Media Center Options, Part III
Needless to say, I think this is the longest a single topic has ever remained the subject of my posts here. Aside from being a place where I can go back and see all these options written down for future reference, maybe some poor person doing a Google search will stumble across one of these posts when they are in the same predicament as me. Yes, I know the use of “they” in the previous sentence is wrong. No, I’m not going to change it.

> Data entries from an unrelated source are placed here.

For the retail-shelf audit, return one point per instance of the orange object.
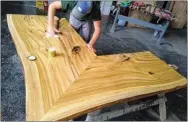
(46, 6)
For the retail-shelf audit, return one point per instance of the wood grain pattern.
(70, 84)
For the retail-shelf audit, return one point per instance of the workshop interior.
(102, 60)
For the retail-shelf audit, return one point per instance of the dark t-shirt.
(94, 15)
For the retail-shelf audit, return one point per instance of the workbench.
(75, 83)
(159, 28)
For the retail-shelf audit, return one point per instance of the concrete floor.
(172, 51)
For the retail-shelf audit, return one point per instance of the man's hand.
(91, 48)
(97, 31)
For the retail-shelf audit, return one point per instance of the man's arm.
(96, 34)
(51, 13)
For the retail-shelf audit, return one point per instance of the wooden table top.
(71, 84)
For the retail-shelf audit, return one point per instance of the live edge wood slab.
(73, 83)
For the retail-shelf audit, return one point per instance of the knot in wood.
(76, 50)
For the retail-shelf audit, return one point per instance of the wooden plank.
(180, 12)
(140, 15)
(69, 84)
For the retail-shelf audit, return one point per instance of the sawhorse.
(160, 29)
(98, 116)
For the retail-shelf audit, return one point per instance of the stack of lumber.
(71, 84)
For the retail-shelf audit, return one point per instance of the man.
(82, 13)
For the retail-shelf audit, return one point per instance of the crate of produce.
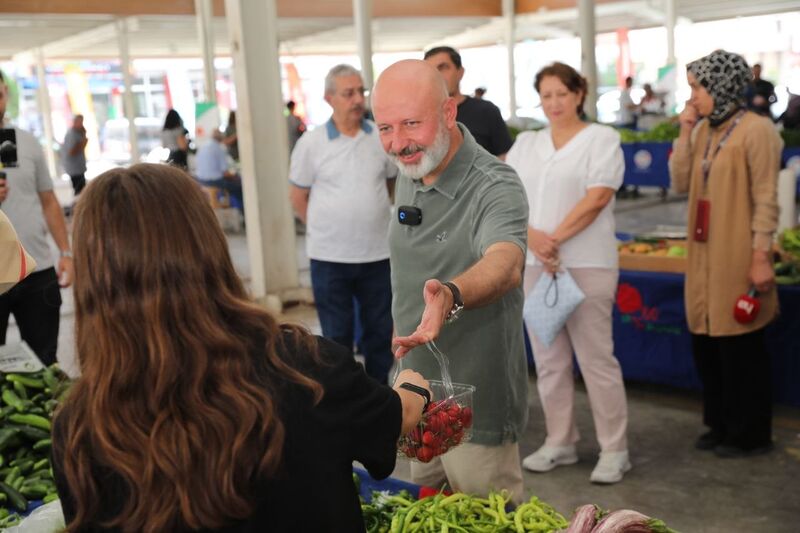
(656, 256)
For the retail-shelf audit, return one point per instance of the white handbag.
(550, 303)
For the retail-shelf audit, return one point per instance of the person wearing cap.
(32, 207)
(481, 117)
(728, 159)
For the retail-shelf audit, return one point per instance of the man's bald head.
(416, 118)
(412, 77)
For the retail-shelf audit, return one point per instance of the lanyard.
(706, 161)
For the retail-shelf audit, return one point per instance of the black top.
(357, 419)
(764, 89)
(484, 121)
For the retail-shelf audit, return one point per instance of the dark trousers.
(78, 182)
(179, 158)
(35, 303)
(336, 286)
(737, 392)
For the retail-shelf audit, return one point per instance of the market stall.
(647, 155)
(652, 342)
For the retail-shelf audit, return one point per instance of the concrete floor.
(691, 491)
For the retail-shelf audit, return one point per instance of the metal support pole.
(128, 100)
(205, 32)
(510, 21)
(588, 61)
(44, 108)
(670, 15)
(362, 18)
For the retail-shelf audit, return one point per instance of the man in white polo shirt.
(341, 182)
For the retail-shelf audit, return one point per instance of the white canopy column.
(670, 15)
(47, 116)
(252, 27)
(510, 20)
(586, 23)
(128, 102)
(205, 32)
(362, 18)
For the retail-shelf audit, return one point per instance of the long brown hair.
(179, 368)
(570, 77)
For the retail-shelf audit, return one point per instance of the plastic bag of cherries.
(446, 423)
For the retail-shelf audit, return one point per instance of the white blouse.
(556, 180)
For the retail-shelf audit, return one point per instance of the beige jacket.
(742, 189)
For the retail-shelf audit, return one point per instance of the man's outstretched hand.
(438, 302)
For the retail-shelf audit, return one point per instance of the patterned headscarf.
(725, 76)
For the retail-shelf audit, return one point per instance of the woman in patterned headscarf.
(728, 159)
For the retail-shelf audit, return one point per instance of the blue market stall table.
(647, 163)
(653, 344)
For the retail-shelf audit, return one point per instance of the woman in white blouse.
(571, 171)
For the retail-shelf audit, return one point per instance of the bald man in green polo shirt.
(457, 272)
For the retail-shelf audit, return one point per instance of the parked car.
(115, 141)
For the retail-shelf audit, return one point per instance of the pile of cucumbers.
(26, 410)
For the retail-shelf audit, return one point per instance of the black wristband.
(419, 390)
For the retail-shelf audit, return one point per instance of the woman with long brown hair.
(196, 409)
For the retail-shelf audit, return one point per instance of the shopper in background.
(196, 409)
(341, 182)
(294, 124)
(481, 117)
(32, 207)
(790, 118)
(760, 93)
(571, 171)
(464, 259)
(728, 159)
(650, 109)
(231, 138)
(212, 168)
(174, 137)
(73, 156)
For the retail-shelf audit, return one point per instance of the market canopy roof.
(66, 29)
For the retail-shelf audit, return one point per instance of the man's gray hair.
(337, 72)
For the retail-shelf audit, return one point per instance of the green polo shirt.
(477, 201)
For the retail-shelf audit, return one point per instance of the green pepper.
(40, 445)
(7, 436)
(31, 420)
(11, 398)
(27, 381)
(16, 499)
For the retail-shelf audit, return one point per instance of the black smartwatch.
(458, 303)
(419, 390)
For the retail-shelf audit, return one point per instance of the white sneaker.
(547, 458)
(611, 467)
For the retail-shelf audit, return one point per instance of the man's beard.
(432, 156)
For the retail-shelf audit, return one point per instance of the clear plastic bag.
(45, 519)
(446, 423)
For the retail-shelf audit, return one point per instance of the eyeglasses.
(350, 93)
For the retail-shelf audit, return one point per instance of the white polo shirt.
(23, 207)
(556, 180)
(348, 206)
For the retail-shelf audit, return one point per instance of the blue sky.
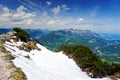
(96, 15)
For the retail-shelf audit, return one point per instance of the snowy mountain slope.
(45, 64)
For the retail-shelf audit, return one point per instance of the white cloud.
(49, 3)
(5, 10)
(65, 7)
(21, 9)
(80, 19)
(59, 8)
(56, 10)
(24, 19)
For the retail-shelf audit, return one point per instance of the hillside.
(39, 63)
(107, 49)
(8, 71)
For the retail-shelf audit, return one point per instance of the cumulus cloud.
(59, 8)
(48, 3)
(80, 19)
(24, 19)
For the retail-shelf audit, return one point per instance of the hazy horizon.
(97, 15)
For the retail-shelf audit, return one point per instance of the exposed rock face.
(7, 69)
(6, 36)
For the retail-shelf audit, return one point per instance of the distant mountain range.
(107, 49)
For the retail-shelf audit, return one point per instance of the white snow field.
(46, 65)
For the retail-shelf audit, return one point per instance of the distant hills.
(107, 49)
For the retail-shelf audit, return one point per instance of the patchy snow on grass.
(47, 65)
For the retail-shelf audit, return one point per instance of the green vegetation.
(90, 62)
(22, 34)
(18, 75)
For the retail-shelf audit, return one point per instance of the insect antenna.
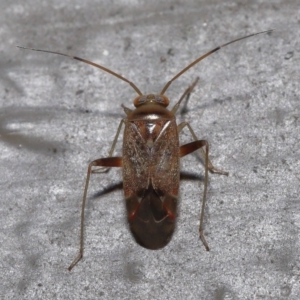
(206, 55)
(89, 63)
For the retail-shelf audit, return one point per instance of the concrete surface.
(57, 115)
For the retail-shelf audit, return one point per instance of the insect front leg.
(211, 168)
(102, 162)
(185, 150)
(112, 149)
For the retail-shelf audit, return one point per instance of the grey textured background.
(57, 115)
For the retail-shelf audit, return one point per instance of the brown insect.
(150, 161)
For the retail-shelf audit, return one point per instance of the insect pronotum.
(150, 161)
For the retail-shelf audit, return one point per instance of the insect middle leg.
(211, 168)
(102, 162)
(186, 96)
(185, 150)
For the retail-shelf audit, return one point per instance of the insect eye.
(159, 99)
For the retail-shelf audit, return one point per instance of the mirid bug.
(150, 161)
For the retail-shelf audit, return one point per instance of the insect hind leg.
(211, 168)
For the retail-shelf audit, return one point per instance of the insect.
(150, 161)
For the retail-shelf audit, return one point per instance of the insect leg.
(211, 168)
(112, 149)
(185, 150)
(102, 162)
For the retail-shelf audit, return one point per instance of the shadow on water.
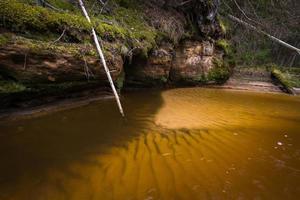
(29, 148)
(177, 144)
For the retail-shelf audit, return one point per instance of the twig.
(264, 33)
(101, 55)
(25, 61)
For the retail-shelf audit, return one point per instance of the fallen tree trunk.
(233, 18)
(101, 55)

As I’ve mentioned before, this whole “project” has two goals: 1) Be able to record multiple digital cable channels without needing multiple (or preferably any) set top boxes, and 2) Be able to stream live TV to (at the minimum) my dad’s study where there is no cable outlet. The first point has to be accomplished pretty much through hardware. A recording devide that utilizes CableCARDs will allow me to record the digital channels without needing a cable box, and if I desire an extra tuner, I can always run an IR blaster to a cable box. The options available now and in the near future are either a Series3 Tivo (~$800) or a Media Center PC running Vista. For the computer, apparently the CableCARD tuners are going to be strictly OEM, so I’d have to buy one from Dell, HP, etc. Point number two can be accomplished through both hardware and software, though my preference is for the hardware route. Media Center Extenders are really the only solution for this and have to work with the Media Center software in XP (and presumably Vista). The alternative is to have a separate computer acting like this and have it running the software that is being used to manage everything (MythTV, SageTV, etc.). With these software options there’s also just the option of controlling it all on a single computer, but then there is the potential for it to have issues with whatever else you’re trying to do.
For right now, I’m still in a holding pattern until a solution comes along that I’m content with. Then I’ll go to the phase of having my parents sign off on it (since they will the ones paying for it, after all). That might arguably be the even harder part.